Ontario PC leader sets limits
Social conservative policies off limits at Ontario Tory convention
TORONTO — The leader of Ontario’s Progressive Conservatives, a largely unknown politician who polls suggest could be the province’s next premier, says social conservative issues will be off limits at his party’s much anticipated policy convention.
Patrick Brown, who as a former backbench MP in Stephen Harper’s government voted in favour of reopening the abortion debate, has been busy trying to fend off Liberal attacks that he is a thinly disguised social conservative. But Brown says he is pro-choice and more recently has led Pride parade delegations.
“Any policy that attempts to limit a woman’s right to choose or the ability of same-sex couples to marry are off limits, period,” Brown said in an interview with The Canadian Press.
“I’m not going to say it’s even up for consideration when I personally could not defend that or support it.”
The move says less about Brown himself and more about his sense of Ontario’s political climate and what will get him elected, said Ryerson University political science professor Myer Siemiatycki.
“This is Mr.
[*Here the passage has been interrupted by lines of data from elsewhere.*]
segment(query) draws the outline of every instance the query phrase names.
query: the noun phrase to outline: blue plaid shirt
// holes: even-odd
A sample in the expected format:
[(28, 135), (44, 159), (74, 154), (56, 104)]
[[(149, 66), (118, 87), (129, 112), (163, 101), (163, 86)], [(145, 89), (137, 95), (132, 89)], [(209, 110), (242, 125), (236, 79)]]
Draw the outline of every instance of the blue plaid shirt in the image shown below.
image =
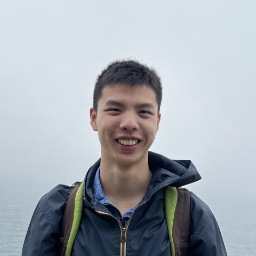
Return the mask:
[[(93, 183), (93, 195), (94, 197), (102, 204), (104, 204), (108, 207), (109, 211), (113, 214), (113, 215), (120, 220), (123, 226), (124, 226), (127, 222), (127, 221), (130, 219), (132, 215), (132, 213), (134, 211), (135, 207), (132, 208), (124, 213), (123, 216), (121, 215), (119, 211), (113, 205), (110, 201), (108, 200), (106, 196), (104, 195), (104, 193), (101, 187), (100, 180), (100, 167), (97, 170), (96, 174), (95, 175), (94, 181)], [(110, 207), (108, 207), (110, 206)]]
Brown responding to, I think, where the lay of the land is and public opinion is predominantly settling in Ontario that he can’t win an election in Ontario by positioning himself as the candidate of social conservatism,” Siemiatycki said.
Since becoming party leader in 2015, Brown says he has boosted party membership — it’s now at 127,000 members, up from about 10,000 following the 2014 election loss — and believes the vast majority are on board with socially progressive policies.
“Frankly, I think I opened the party up to tens of thousands more who simply want a reasonable, thoughtful … modern, inclusive PC party,” he said. “So I’m not worried about a few leaving.”